The solutions for the given linear system are $x\left(t\right)=A\mathrm{sin}t+B\mathrm{cos}t$ and $y\left(t\right)={c}_{1}{e}^{t}-\frac{A+B}{2}\mathrm{sin}t+\frac{3\left(A-B\right)}{2}\mathrm{cos}t-\frac{1}{2}{e}^{-t}$

See the step by step solution

## Step 1: General form

Elimination Procedure for 2 × 2 Systems.

To find a general solution for the system

${\mathrm{L}}_{1}\left[\mathrm{x}\right]+{\mathrm{L}}_{2}\left[\mathrm{y}\right]={\mathrm{f}}_{1},\phantom{\rule{0ex}{0ex}}{\mathrm{L}}_{3}\left[\mathrm{x}\right]+{\mathrm{L}}_{4}\left[\mathrm{y}\right]={\mathrm{f}}_{2},$

Where ${\mathbf{L}}_{\mathbf{1}}\mathbf{,}{\mathbf{L}}_{\mathbf{2}}\mathbf{,}{\mathbf{L}}_{\mathbf{3}}\mathbf{,}$ and ${\mathbf{L}}_{\mathbf{4}}$ are polynomials in $D=\frac{d}{dt}$

1. Make sure that the system is written in operator form.

1. Eliminate one of the variables, say, y, and solve the resulting equation for x(t). If the system is degenerating, stop! A separate analysis is required to determine whether or not there are solutions.

1. (Shortcut) If possible, use the system to derive an equation that involves y(t) but not its derivatives. [Otherwise, go to step (d).] Substitute the found expression for x(t) into this equation to get a formula for y(t). The expressions for x(t), and y(t) give the desired general solution.

1. Eliminate x from the system and solve for y(t). [Solving for y(t) gives more constants----in fact, twice as many as needed.]

1. Remove the extra constants by substituting the expressions for x(t) and y(t) into one or both of the equations in the system.

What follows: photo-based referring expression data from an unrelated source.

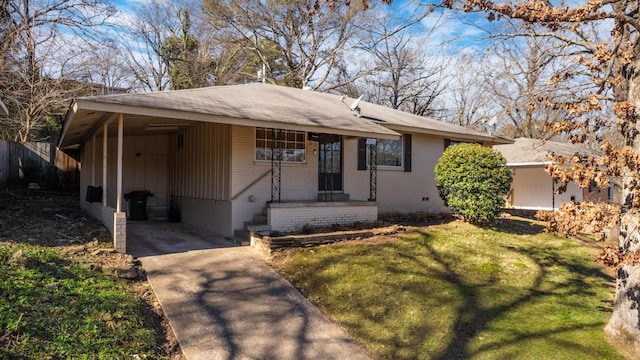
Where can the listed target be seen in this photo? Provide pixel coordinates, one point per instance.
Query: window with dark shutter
(362, 154)
(406, 138)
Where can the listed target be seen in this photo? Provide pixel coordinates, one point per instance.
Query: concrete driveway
(224, 302)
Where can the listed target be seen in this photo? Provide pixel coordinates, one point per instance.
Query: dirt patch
(55, 220)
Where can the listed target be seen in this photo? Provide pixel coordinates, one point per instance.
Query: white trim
(533, 208)
(120, 155)
(83, 104)
(535, 163)
(104, 163)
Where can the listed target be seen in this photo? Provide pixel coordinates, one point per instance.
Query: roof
(252, 105)
(3, 109)
(535, 152)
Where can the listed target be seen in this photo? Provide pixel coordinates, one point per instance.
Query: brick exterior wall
(294, 216)
(299, 180)
(399, 191)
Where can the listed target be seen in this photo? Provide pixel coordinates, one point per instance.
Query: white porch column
(120, 217)
(93, 161)
(119, 179)
(104, 163)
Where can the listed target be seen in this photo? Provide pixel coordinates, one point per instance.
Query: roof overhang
(86, 117)
(530, 164)
(3, 109)
(491, 140)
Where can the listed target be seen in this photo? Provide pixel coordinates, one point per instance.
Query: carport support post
(104, 163)
(93, 160)
(119, 217)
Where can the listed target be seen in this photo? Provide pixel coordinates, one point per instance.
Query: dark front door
(330, 162)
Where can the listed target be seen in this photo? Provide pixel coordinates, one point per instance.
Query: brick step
(333, 197)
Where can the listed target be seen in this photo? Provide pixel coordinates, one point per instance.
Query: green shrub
(473, 181)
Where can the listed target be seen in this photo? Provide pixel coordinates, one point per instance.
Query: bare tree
(37, 41)
(524, 87)
(308, 41)
(403, 76)
(145, 33)
(466, 100)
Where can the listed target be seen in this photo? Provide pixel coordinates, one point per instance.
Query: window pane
(292, 143)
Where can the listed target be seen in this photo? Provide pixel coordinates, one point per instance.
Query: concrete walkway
(224, 302)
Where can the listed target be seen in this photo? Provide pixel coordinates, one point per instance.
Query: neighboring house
(224, 157)
(532, 188)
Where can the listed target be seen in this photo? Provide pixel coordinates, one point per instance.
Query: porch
(297, 215)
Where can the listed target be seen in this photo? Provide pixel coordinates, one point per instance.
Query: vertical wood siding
(201, 168)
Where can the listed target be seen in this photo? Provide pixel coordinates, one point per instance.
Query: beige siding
(144, 167)
(400, 191)
(532, 189)
(200, 169)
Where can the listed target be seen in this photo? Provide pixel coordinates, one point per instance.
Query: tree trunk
(624, 325)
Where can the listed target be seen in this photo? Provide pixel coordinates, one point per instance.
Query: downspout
(553, 195)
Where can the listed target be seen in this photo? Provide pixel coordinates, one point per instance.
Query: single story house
(228, 157)
(532, 188)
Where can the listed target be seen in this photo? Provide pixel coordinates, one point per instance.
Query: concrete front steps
(258, 224)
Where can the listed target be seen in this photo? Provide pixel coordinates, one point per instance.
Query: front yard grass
(53, 307)
(458, 291)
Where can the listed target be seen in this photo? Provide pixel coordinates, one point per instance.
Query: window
(449, 142)
(389, 153)
(293, 144)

Write the expressions for x(t) and y(t) in terms of the remaining constants.

## Step 2: Evaluate the given equation

Given that,

$2x\text{'}+y\text{'}-x-y={e}^{-t} ......\mathbf{\left(}\mathbf{1}\mathbf{\right)}$

$x\text{'}+y\text{'}+2x+y={e}^{t} ......\mathbf{\left(}\mathbf{2}\mathbf{\right)}$

Let us rewrite this system of operators in operator form:

$\left(2D-1\right)\left[x\right]+\left(D-1\right)\left[y\right]={e}^{-t} ......\mathbf{\left(}\mathbf{3}\mathbf{\right)}\phantom{\rule{0ex}{0ex}}\left(D+2\right)\left[x\right]+\left(D+1\right)\left[y\right]={e}^{t} ......\mathbf{\left(}\mathbf{4}\mathbf{\right)}$

Multiply (D+1) on equation (3).

$\left(D+1\right)\left(2D-1\right)\left[x\right]+\left(D+1\right)\left(D-1\right)\left[y\right]=\left(D+1\right){e}^{-t}\phantom{\rule{0ex}{0ex}}\left(2{D}^{2}-D+2D-1\right)\left[x\right]+\left({D}^{2}-1\right)\left[y\right]=-{e}^{-t}+{e}^{-t}\phantom{\rule{0ex}{0ex}}\left(2{D}^{2}+D-1\right)\left[x\right]+\left({D}^{2}-1\right)\left[y\right]=0 ......\mathbf{\left(}\mathbf{5}\mathbf{\right)}\phantom{\rule{0ex}{0ex}}$

And multiply (D-1) on equation (2).

$\left(D-1\right)\left(D+2\right)\left[x\right]+\left(D-1\right)\left(D+1\right)\left[y\right]=\left(D-1\right){e}^{t}\phantom{\rule{0ex}{0ex}}\left({D}^{2}+2D-D-2\right)\left[x\right]+\left({D}^{2}-1\right)\left[y\right]={e}^{t}-{e}^{t}\phantom{\rule{0ex}{0ex}}\left({D}^{2}+D-2\right)\left[x\right]+\left({D}^{2}-1\right)\left[y\right]=0 ......\mathbf{\left(}\mathbf{6}\mathbf{\right)}\phantom{\rule{0ex}{0ex}}$

Then subtract equation (5) and (6) together one gets,

$\left(2{D}^{2}+D-1\right)\left[x\right]+\left({D}^{2}-1\right)\left[y\right]-\left(\left({D}^{2}+D-2\right)\left[x\right]+\left({D}^{2}-1\right)\left[y\right]\right)=0\phantom{\rule{0ex}{0ex}}\left(2{D}^{2}+D-1-{D}^{2}-D+2\right)\left[x\right]=0\phantom{\rule{0ex}{0ex}}\left({D}^{2}+1\right)\left[x\right]=0\phantom{\rule{0ex}{0ex}}\left({D}^{2}+1\right)\left[x\right]=0 ......\mathbf{\left(}\mathbf{7}\mathbf{\right)}$

Now solve equation (7).

$\left({D}^{2}+1\right)\left[x\right]=0\phantom{\rule{0ex}{0ex}}x\text{'}\text{'}+x=0\phantom{\rule{0ex}{0ex}}x=A\mathrm{sin}t+B\mathrm{cos}t$

## Step 3: Substitution method

Substitute the value of x in equation (3)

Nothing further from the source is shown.